Latha: There is one set of guys of course, like the CLSCs and the Macquaries and more importantly, the Nomuras who have actually upped the price target to Rs 575 on your stock. There are others who have told us that last year they did not tell us, last quarter they did not tell us there are so many problems, now they are telling us there are problems, will they come next quarter and tell us there are more problems? Any replies to these guys?
A: That is why we have said, in terms of the watch list, it is a closed list and we are not looking to add companies to the watch list. And we have said what we believe could be the possible slippage and what we are going to do as far as this watch list is concerned. So, the whole thing has been the market has been grappling with various metrics in terms of what could be the potential stress as far as the system is concerned and as far as the individual bank is concerned.
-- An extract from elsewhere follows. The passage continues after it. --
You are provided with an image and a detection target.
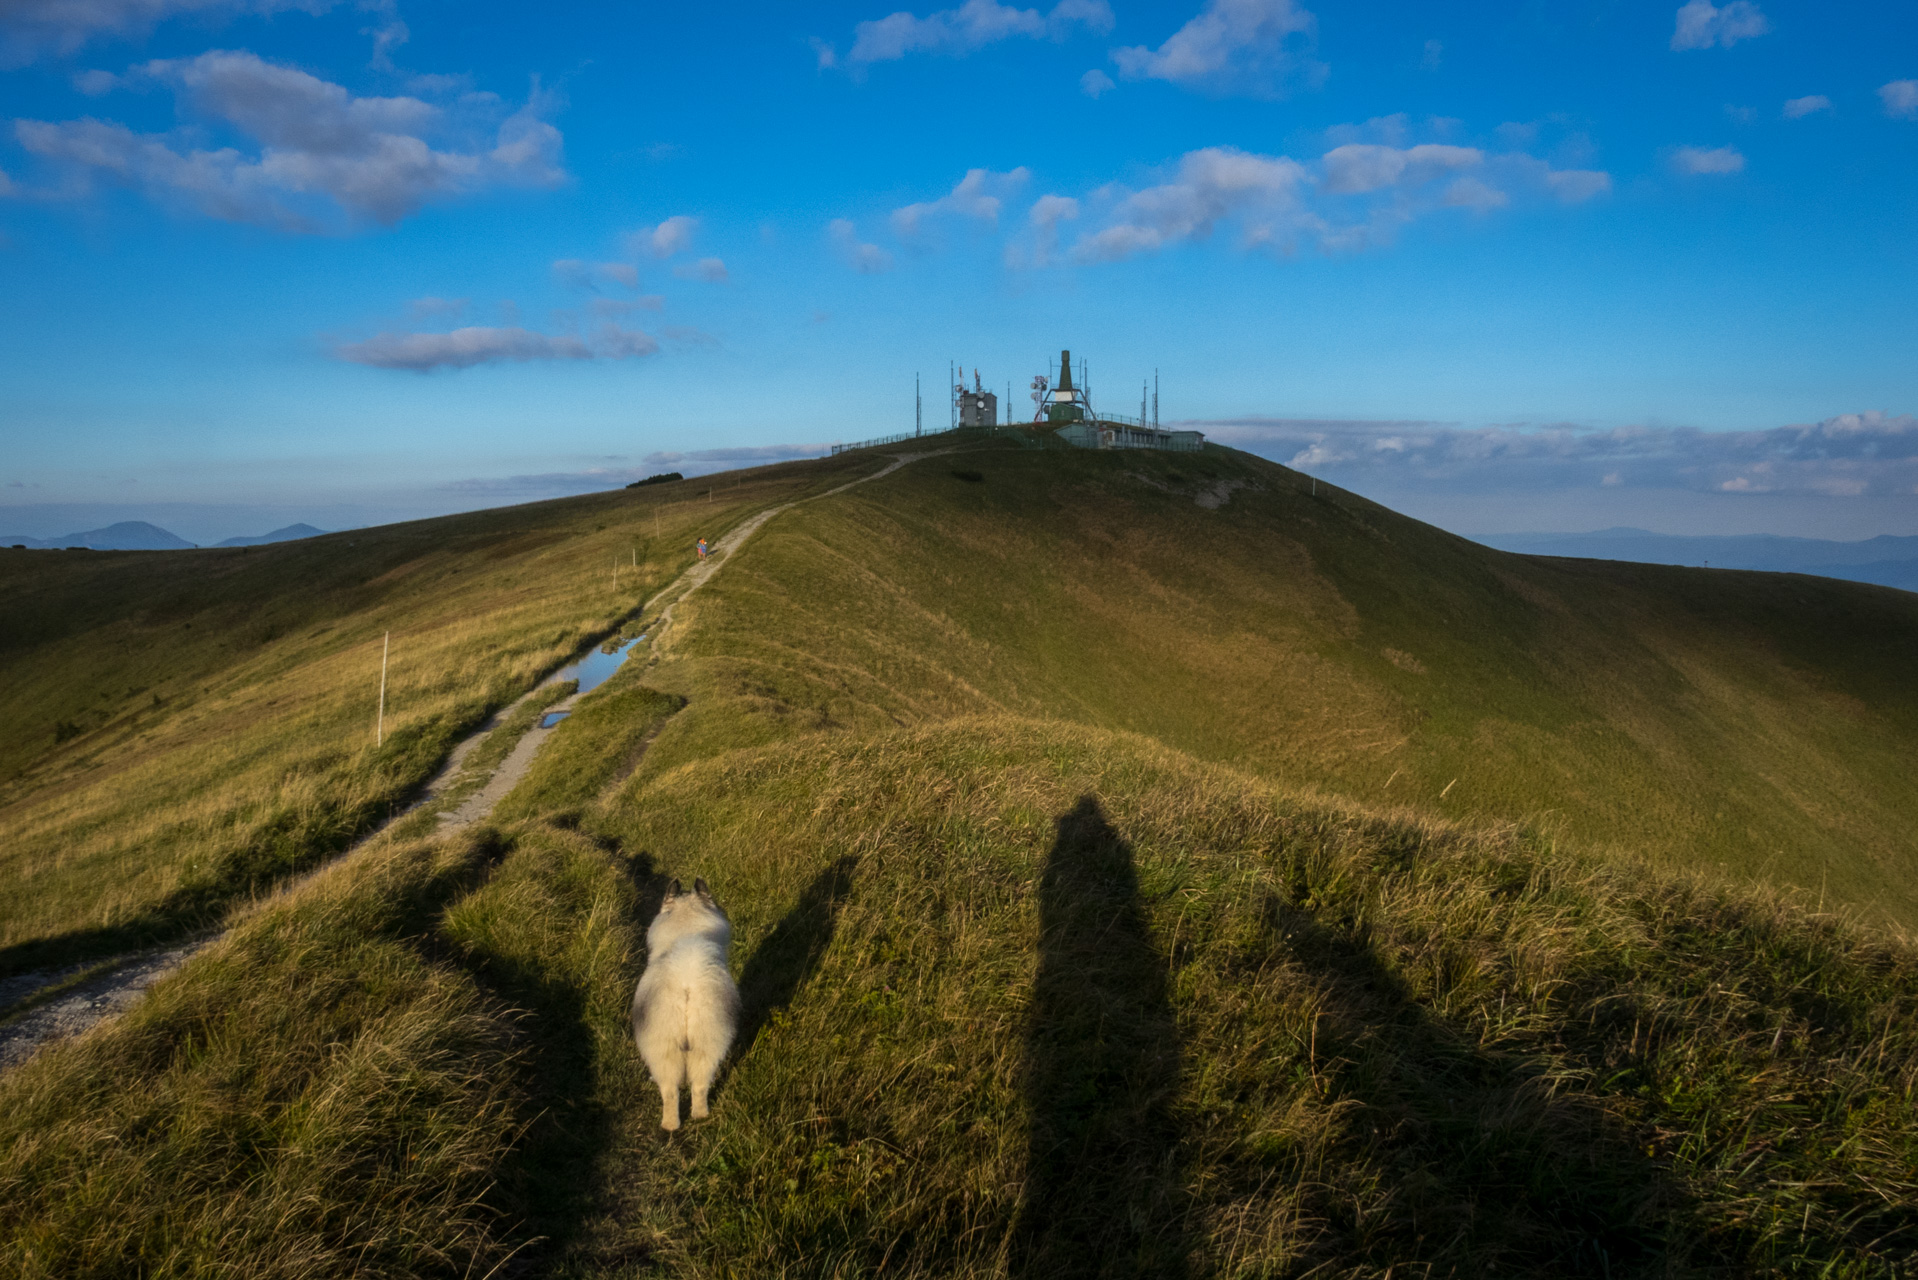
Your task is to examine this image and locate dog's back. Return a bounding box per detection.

Just to give our own insight, out own perspective in terms if what we see in our portfolio and what could be the possible stress level, that is what we have tried to do in terms of a transparent disclosure in trying to highlight to the market what that portfolio looks like.
So, as I said, it is not something which we ever try to keep away from the market, but there are various metrics going along in terms of what could be, what could be the stress levels of the system as well as individual banks, we try to indicate to the various stake holders, what we believe our view on that is.
Latha: What will this do to capital since you have to set aside more risk capital? Will you have to raise money?
A: Not at all. I think our capital position is extremely strong. Tier-I is 12.51 percent as of March 31,2016, overall capital adequacy is upwards of 15 percent. Even if we assume a credit cost of 125 basis points over the next year, and almost similar levels of next year and if you look at operating income growth which you have projected, I do not think you will requiring capital. One thing you need to keep in mind is that when we raised our last round of capital, our Tier-I capital adequacy ratio was lower than where we are today. So, even though for the last three odd years, we have grown our balance sheet. We have grown without diluting our capital and that has been our biggest achievement and that give us sufficient room in terms of absorbing some of these credit costs and also have sufficient room for growth.
Sonia: Apart from asset quality pressures, the other worry is the sluggishness that is expected in the corporate loan book growth. For axis bank, what are the expectations of loan book growth in the corporate segment over the next 6-12 months?
A: If you look at what happened in FY16, even though what you said is true for the system, for us corporate loan book grew at 22 percent. So, clearly, we have pockets available to us of highly rated corporates where we have been able to grow and in spite of the system being fairly flattish in terms of growth. So, we expect that to be the case in FY17 too. We believe that we can grow our corporate book and gain market share as far as highly rated corporate sectors are concerned by better structures and better pricing and which is what we will try and do.
Latha: A final brief question. As a person who has his pulse on the economy, can you say with some certainty that bankers will have a slightly better time in FY17 than FY16?
A: You need to separate it out across two dimensions. One is the operating environment and what happens to your operating income and profitability and second is in terms of what happens to your legacy book, what sort of provisions a credit cost can entail. So, we believe that the environment in terms of overall banking sector will possibly be more positive than what we have seen over FY16. But as far as credit costs are concerned, we will continue to stay elevated. So, it depends on where each of the banks are in terms of credit costs and that would determine in terms of what the bottomline is. But we are positive in terms of the sector and environment in terms of growth, in terms of both loan growth being slightly higher, rates being slightly lower and overall, the ability to do business better as far as FY17 is concerned.